From an interview by Beverly Bell
In Haiti, the majority of the people working the land are women. Not only are they there during planting, weeding and harvesting, but they also play a role in transforming and marketing food products. They’re involved in the entire agricultural production process. This is why we call women the poto mitan, central pillar, of the country.
When a family is dispossessed of its land, women are victims. Rural women are the first to feel the pain. Ways that land theft and expulsions are affecting them need to be put on the table so the impacted women can be made a priority. There needs to be social, educational, technical, and economic support, and a lot of community organizing. The world needs to see what women suffer under land grabs and the neoliberal policies behind them.
No Land Rights for Women
Our constitution very clearly says that those who work the land have the rights to the land, but this has never been the reality. Haiti’s poor continue to be victims of land expropriation for the profit of others, which give a tiny minority rights over the riches of this country.
Today multinational corporations and other interests are taking cultivable land that used to produce food, and giving it to industries to make textile factories or other businesses that have nothing to do with food production - and in a country that is experiencing so much hunger. Those who are running the country profit, too. Elite landowners, who don’t even live in the country, own many thousands of hectares of land. The [Catholic] church, too is one of the institutions that owns a lot of land historically, and [rarely] does anything with it.
The problems around land ownership, occupation, and expropriation of land for the profit of multinational corporations - with the complicity of the government of Haiti - are especially grave for women. This isn’t anything new. These issues have always existed for peasant families, but it is taking on new dimensions. We see women – who already lacked access to and control of land, and who didn’t have control over production in economic terms – suffering even more.
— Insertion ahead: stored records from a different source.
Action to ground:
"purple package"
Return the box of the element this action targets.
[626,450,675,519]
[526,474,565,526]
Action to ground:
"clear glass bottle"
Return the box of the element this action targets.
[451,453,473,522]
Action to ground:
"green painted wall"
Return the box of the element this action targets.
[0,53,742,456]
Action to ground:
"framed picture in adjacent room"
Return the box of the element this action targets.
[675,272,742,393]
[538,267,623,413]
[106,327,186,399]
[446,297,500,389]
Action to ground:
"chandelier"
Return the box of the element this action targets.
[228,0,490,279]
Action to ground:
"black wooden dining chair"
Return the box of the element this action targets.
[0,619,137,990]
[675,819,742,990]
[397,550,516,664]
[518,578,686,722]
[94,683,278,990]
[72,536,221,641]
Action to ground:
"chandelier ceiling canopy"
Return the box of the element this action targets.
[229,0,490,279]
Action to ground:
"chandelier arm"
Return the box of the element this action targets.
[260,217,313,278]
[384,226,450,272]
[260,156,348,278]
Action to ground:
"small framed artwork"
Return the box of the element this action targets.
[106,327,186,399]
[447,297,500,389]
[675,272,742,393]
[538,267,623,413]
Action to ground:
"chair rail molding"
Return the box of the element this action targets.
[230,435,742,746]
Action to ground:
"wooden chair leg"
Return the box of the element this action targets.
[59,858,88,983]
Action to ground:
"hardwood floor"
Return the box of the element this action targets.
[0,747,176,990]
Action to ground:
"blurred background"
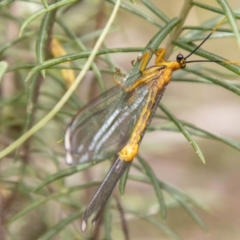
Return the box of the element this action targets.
[0,0,240,240]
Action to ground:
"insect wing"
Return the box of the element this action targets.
[65,68,164,164]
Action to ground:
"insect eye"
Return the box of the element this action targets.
[177,54,184,62]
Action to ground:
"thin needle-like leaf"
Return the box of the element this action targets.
[159,104,205,163]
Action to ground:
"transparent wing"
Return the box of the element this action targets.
[65,66,165,164]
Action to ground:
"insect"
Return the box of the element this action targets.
[65,17,236,231]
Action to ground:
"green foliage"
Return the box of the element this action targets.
[0,0,240,240]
Consequences of Land Grabs on Women
Even though a woman doesn’t hold the title to property - it’s rare to find one who has a title - she will work the land that her husband owns. She lives with, supports, and collaborates with the [husband or father’s] family to make sure that she and her children can eat, that her children can go to school, that she can pay for their health needs, for everything. All this is because in Haiti the population is mainly on its own; the state doesn’t provide any basic social services. The social services that had been there, even though they were minimal, have disappeared for the profit of neoliberal politics that have been applied in the country over the last 20 to 25 years.